It is well established that women make up the majority of college graduates, but earn less in the workforce than men. The most recent data show that women earned over half of all college degrees, from associate degrees to doctoral degrees. Even though women are more successful at all levels of postsecondary education attainment, it is not reflected in their paychecks. One year after graduation, average annual earnings for women are $7,622 less than males ($35,296 vs $42,918). The wage gap only grows over time; four years after graduation the wage gap grows to $10,400. A woman with a bachelor’s degree can expect to make $650,000 less in her lifetime than a man.
Compounding these financial inequities, female college graduates likely paid more for their degrees. The most recent financial aid data for full-time, undergraduate students show that even though women are more likely than men to receive financial aid, they receive fewer financial aid dollars. On average, women received $350 less in federal and nonfederal financial aid than men ($15,360 vs $15,710). The same pattern holds true for grant money, loans and work study dollars. Women received an average of $320 less in grants, $150 less in loans and $100 less in work study dollars.
While a $350 difference in financial aid may seem insignificant in the face of high tuition levels, these gender award disparities add up, and can contribute to high student debt levels. Because of the wage gap, women can have difficulty paying off their substantial student loans. In fact, women hold almost two-thirds of national student-debt, repay their loans more slowly and default on their loans more often than men.
As states continue to push for increased educational attainment, women will continue to make up a majority of college students. Given that women start out with lower financial aid awards, go on to make less money, and have a harder time paying off student debt, states must begin addressing these lifelong inequities through a more equitable distribution of financial aid. Below are 2017 legislative session policy examples intended to provide direct financial support to women in higher education.

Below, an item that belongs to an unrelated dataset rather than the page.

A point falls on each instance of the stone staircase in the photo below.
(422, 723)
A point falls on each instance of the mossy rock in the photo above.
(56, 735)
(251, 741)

New Mexico’s SB 197 updates the “Minority Doctoral Assistance Loan for Service Program Act.” The act provides up to $25,000 of loan repayment funds to eligible recipients, in order to increase the number of women and ethnic minorities who obtain a doctoral degree in disciplines where ethnic minorities and women are underrepresented, and who participate as faculty in the state’s colleges and universities. The new “Minority Doctoral Loan Repayment Assistance Act” removes the requirement that eligible recipients received their baccalaureate degree in the state. Additionally, the funds are redirected to payments directly to the recipient’s loan lender.
Minnesota’s SF 2270 proposes a Career Pathways for Underrepresented Women Grant Program. The bill defines an underrepresented woman as one who is 18 years of age or older, and dropped out of a higher education institution or program, or identifies as American Indian, Hispanic, Black or Asian, or whose family income is at or below 200 percent of the federal poverty line, or has a disability. The funds can be used to support culturally competent career guidance or as financial assistance for child care, housing or job search related costs. Eligible grant recipients include public and private postsecondary institutions, as well as community-based organizations.
Mississippi’s SB 2676, SB 2803, and HB 1167 proposed a Higher Education Grant Program for Single Mothers to make awards available to unmarried mothers with at least one minor child, and whose income is below 150 percent of Federal Poverty Guidelines. The funds would total at least $1,500 and could be applied to child-care expenses as well as tuition, books and other college related materials. Eligible students could enroll full- or part-time, at two- or four-year institutions.
These bills reflect state efforts to support women seeking associate degrees to doctorates. The bills from Minnesota and Mississippi reflect new efforts to address additional costs women incur as they persist through higher education, such as child care. These state policies serve as examples of how states can provide equitable financial support to women and begin addressing lifelong financial inequities.